For all the milestones passed, records set, poster poetry inspired and oohs aahed, Courtney Vandersloot is, in the end, still just one person, albeit 68 inches of giant. The Gonzaga Bulldogs may go just as far in the NCAA women’s basketball tournament as she, uh, Sloots them – or they may go further, now that the Zags have unleashed Kayla Standish.
Now, yes, she has been around all season and no wallflower at that – 17 points on an average night, 20 or more often enough. But with 10 minutes to go Monday night against UCLA, the McCarthey Athletic Center scoreboard showed her with 30 – and the thought occurred, “Hey, the Zags may have something here.”
What to make, then, of the fact that she didn’t score again and Gonzaga still eased away to an 89-75 victory – a record 30th?
Well, as we know, the Zags also have Something Else.
Vandersloot will always be the swizzle in Gonzaga’s shtick, but the long-weekend emergence of Standish also went a long way in allowing the Zags to book passage yet again to the Sweet 16 – this one just five days and a five-minute drive away at the Spokane Arena.
“I’ve been pounding on her for three years,” Gonzaga coach Kelly Graves said, “telling her, ‘You are special. You are a great player.’
“Sometimes, I think, she doesn’t always believe in herself.”
Hmm.
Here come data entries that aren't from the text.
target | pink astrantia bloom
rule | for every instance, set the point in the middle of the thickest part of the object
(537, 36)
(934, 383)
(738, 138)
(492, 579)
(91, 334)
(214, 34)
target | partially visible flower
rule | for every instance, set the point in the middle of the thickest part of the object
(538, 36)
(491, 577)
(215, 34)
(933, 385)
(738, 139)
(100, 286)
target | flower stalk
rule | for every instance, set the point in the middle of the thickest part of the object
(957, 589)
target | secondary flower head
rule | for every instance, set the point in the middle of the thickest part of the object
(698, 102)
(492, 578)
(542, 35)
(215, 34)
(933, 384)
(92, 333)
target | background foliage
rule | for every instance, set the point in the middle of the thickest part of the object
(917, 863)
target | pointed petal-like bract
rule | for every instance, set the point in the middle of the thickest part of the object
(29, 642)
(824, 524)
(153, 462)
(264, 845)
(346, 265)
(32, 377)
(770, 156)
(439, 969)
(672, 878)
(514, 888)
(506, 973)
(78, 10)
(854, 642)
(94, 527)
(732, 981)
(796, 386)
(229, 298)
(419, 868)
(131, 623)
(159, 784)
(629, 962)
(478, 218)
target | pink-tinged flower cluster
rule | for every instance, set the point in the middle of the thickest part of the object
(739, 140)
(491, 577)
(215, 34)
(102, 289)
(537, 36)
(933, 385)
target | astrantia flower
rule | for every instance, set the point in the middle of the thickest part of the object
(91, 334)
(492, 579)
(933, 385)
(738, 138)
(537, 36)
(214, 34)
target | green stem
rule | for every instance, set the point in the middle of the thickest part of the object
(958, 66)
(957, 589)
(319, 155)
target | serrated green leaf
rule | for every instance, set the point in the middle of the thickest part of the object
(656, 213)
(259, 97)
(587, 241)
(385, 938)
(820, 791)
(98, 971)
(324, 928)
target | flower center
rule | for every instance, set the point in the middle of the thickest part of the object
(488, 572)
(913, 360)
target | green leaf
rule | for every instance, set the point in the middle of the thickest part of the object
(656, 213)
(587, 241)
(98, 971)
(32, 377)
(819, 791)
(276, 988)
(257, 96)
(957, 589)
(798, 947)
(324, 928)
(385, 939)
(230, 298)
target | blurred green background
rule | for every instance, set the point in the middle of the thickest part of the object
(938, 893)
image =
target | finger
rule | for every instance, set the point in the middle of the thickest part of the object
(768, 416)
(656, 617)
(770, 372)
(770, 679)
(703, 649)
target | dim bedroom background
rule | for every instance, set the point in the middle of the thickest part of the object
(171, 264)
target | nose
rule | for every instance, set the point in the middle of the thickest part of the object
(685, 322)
This might not help then, because the numbers themselves are difficult to believe.
In Saturday’s first-round win over Iowa, the 6-foot-2 junior scored a career-high 30, making 11 of 12 shots in the second half. She matched it against the Bruins on 11-of-14 shooting.
That’s 22 of 25 in a 50-minute stretch. And we’re not talking layup drill here.
The two 14-footers from the baseline that got her going in the first half were a portent, and the 3-pointer she swished for her last bucket gave Gonzaga the lead it would never relinquish.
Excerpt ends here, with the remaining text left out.